Котька взял с этажерки какую-то толстую книгу и сел на кушетку.
Прошла через гостиную горничная, неся перед собой тяжелый дымящийся самовар. Она понесла его в столовую. Скоро, наверное, туда же уйдет чаевничать доктор со своими гостями.
— Отойдем! — прошептал Куница и потянул меня за полу рубашки. Мы перешли на другую сторону проулка. Отсюда тоже можно было разглядеть, что делается на докторской веранде.
Вон, согнувшись над картами, сидит доктор, а наискосок от него трясет своей бородой Прокопович. Он опять что-то записывает мелком на сукне. Видно, снова выиграл. Какой он сейчас тихий, ласковый, а вчера орал на меня, ничего слушать не хотел. Ясно, он будет заступаться за Котьку, раз обыгрывает его отца.

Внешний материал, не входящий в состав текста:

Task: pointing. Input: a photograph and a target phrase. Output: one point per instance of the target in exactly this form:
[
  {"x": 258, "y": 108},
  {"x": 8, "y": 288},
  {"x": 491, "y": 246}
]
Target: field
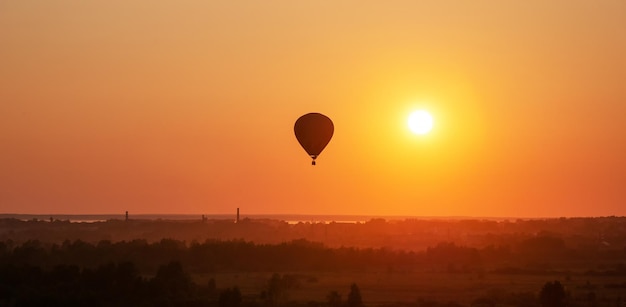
[{"x": 380, "y": 288}]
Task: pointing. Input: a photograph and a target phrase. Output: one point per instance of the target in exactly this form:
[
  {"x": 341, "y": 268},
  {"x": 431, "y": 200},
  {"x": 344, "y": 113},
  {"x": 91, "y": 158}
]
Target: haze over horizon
[{"x": 189, "y": 107}]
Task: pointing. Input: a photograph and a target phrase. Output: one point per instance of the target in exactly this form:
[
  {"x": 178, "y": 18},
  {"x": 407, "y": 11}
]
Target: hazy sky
[{"x": 189, "y": 106}]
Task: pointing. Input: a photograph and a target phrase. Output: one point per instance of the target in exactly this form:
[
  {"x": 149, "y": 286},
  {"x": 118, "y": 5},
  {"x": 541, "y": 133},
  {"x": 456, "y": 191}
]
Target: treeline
[
  {"x": 538, "y": 255},
  {"x": 121, "y": 284},
  {"x": 210, "y": 256},
  {"x": 601, "y": 233}
]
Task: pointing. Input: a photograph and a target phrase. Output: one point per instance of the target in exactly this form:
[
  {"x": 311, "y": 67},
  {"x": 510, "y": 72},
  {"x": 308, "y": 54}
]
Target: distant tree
[
  {"x": 354, "y": 297},
  {"x": 334, "y": 299},
  {"x": 553, "y": 295},
  {"x": 171, "y": 281},
  {"x": 276, "y": 290},
  {"x": 212, "y": 285},
  {"x": 230, "y": 298}
]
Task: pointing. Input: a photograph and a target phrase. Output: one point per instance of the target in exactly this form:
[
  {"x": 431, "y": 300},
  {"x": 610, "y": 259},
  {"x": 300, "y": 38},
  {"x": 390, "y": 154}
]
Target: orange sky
[{"x": 188, "y": 107}]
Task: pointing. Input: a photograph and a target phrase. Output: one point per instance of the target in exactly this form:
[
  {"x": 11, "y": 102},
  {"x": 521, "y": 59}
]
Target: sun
[{"x": 420, "y": 122}]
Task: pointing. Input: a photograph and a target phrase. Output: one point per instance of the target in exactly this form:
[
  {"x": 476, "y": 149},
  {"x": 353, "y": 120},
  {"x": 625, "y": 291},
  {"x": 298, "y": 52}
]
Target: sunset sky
[{"x": 189, "y": 107}]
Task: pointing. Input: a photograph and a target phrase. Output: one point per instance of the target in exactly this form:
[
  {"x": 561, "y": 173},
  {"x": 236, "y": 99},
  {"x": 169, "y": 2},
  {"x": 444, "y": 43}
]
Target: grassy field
[{"x": 381, "y": 288}]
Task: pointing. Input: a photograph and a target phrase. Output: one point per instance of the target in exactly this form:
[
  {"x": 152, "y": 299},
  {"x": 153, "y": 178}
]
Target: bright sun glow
[{"x": 420, "y": 122}]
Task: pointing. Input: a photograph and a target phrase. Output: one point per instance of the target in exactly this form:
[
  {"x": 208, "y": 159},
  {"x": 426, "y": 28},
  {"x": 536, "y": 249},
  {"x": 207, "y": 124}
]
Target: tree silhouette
[
  {"x": 553, "y": 295},
  {"x": 230, "y": 298},
  {"x": 354, "y": 297}
]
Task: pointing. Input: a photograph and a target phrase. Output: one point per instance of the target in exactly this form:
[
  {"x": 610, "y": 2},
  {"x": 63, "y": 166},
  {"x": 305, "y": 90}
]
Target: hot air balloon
[{"x": 314, "y": 131}]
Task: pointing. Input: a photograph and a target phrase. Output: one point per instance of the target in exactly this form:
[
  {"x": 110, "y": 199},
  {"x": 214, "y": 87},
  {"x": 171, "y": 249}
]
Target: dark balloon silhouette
[{"x": 314, "y": 131}]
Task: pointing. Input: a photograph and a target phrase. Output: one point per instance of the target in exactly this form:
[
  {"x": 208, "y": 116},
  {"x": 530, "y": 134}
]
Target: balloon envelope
[{"x": 314, "y": 131}]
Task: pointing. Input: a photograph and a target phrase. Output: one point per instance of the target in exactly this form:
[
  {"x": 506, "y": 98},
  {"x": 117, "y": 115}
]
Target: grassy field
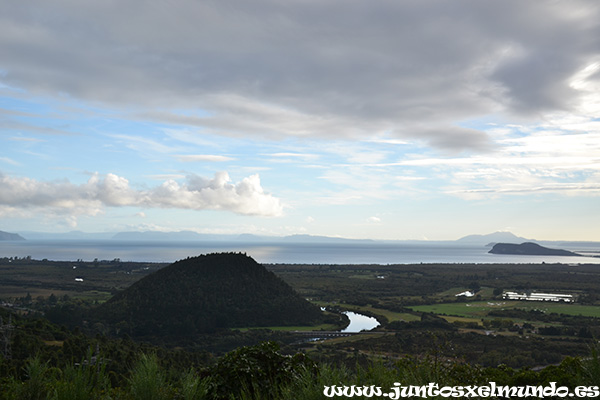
[{"x": 480, "y": 309}]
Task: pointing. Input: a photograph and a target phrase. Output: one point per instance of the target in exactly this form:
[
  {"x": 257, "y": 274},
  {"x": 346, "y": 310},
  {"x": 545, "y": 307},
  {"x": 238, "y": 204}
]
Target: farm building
[{"x": 567, "y": 298}]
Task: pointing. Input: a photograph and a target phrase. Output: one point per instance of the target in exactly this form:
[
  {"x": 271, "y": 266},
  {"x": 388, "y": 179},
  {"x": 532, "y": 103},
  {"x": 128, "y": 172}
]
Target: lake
[{"x": 272, "y": 253}]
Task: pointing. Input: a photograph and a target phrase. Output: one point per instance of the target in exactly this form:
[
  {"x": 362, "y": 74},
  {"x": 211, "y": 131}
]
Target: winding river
[{"x": 359, "y": 322}]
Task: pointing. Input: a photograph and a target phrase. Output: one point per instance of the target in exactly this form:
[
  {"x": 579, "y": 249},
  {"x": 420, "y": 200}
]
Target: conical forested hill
[{"x": 206, "y": 293}]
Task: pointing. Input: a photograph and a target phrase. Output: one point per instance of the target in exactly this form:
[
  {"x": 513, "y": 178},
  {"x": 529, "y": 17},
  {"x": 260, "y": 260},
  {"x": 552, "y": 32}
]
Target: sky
[{"x": 378, "y": 119}]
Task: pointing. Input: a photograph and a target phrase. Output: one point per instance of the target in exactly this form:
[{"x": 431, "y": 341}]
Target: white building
[{"x": 567, "y": 298}]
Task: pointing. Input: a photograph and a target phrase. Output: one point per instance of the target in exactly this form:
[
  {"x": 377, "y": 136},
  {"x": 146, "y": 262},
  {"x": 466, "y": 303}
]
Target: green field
[{"x": 481, "y": 308}]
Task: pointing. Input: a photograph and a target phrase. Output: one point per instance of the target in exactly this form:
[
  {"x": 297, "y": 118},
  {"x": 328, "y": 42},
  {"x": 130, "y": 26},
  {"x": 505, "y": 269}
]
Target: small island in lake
[{"x": 529, "y": 248}]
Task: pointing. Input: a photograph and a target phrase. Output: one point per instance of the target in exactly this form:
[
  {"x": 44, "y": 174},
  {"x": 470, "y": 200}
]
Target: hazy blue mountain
[{"x": 10, "y": 236}]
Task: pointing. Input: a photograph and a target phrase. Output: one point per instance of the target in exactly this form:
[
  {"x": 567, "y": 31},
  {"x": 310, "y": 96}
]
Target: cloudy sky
[{"x": 376, "y": 119}]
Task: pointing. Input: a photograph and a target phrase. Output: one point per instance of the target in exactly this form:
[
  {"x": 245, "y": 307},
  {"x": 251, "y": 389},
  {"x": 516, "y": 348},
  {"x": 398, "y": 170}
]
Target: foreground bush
[{"x": 262, "y": 372}]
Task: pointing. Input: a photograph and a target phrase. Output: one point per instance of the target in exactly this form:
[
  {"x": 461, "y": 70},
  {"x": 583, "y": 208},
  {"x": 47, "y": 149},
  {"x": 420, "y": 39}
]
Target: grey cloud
[
  {"x": 246, "y": 197},
  {"x": 342, "y": 68}
]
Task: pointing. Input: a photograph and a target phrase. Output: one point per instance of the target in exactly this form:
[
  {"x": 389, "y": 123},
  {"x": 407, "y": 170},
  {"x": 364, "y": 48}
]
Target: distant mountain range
[
  {"x": 488, "y": 240},
  {"x": 10, "y": 236}
]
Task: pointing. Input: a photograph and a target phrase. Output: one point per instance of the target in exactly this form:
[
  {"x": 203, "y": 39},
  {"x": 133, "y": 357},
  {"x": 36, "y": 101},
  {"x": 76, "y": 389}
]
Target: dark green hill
[
  {"x": 529, "y": 248},
  {"x": 204, "y": 294}
]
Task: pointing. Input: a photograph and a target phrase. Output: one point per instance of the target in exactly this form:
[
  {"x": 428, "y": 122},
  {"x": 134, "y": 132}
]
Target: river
[{"x": 359, "y": 322}]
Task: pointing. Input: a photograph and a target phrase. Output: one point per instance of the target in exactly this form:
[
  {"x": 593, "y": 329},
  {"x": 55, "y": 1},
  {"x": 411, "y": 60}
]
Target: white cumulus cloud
[{"x": 246, "y": 197}]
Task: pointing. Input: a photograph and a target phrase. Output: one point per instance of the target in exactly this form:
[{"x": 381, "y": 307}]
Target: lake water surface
[{"x": 271, "y": 253}]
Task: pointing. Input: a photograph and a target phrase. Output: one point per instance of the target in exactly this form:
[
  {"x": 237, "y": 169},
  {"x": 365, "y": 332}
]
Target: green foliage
[
  {"x": 260, "y": 370},
  {"x": 204, "y": 294},
  {"x": 148, "y": 381}
]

Я следил за всей этой компанией и еще больше ненавидел Котькиного отца и его приятелей.
Ведь этими толстыми, мясистыми руками еще сегодня утром доктор Григоренко там, в крепости, трогал стынущие веки застреленного человека, которого он сам же выдал петлюровцам. Как он мог теперь шутить, спокойно смеяться, играть в карты?
Юзик Стародомский тоже, не отрываясь, глядел на веранду.
— Подождите меня тут, — вдруг, повернувшись к нам лицом, сказал он и, мигом перепрыгнув через глиняный лазаревский заборчик, исчез в темноте. Скоро Куница явился, держа в руках четыре квадратные черепицы. Я знаю, откуда их он выдрал: такими красными черепицами огорожены лазаревские клумбы.
— Бубны! — донеслось с веранды.
— Вот постойте, мы дадим вам сейчас бубны!
Одну черепицу Юзик протянул Маремухе, другую — мне.
Мы вышли на середину проулка: отсюда сподручнее бросать! Я видел покатую крышу и головы сидящих за ломберным столиком. Кто-то засмеялся. Должно быть, поп. Скрипнул стул. Зазвенела посудой горничная.
Я слышал стук своего сердца. Ноги у меня стали легкие-легкие.
— Бросаем? — заглянул мне в глаза Куница.
Отступать некуда. Кивнув головой, я размахнулся.
Куница бросил раньше меня. Рядом, совсем над ухом, засвистела его плитка.
Он послал вдогонку вторую — слышно было, как, пробивая листву старой яблони, все они с треском и звоном упали на веранду. Я видел — покачнулась и ярко вспыхнула лампа. Отсвет пламени длинной полосой пробежал по саду, точно погнался за кем-то. Должно быть, мы разбили стекло.
Женский крик: «Пожар! Горим!» — провожает нас. А мы не чувствуем под ногами ни круглых булыжников, ни проросшего в них влажного подорожника, задыхаясь и толкая друг друга, мчимся к заветной бульварной канаве.
Перепуганный Петька Маремуха подбежал к нам уже на бульваре.
По аллее бежать опасно: можно наткнуться на петлюровский патруль.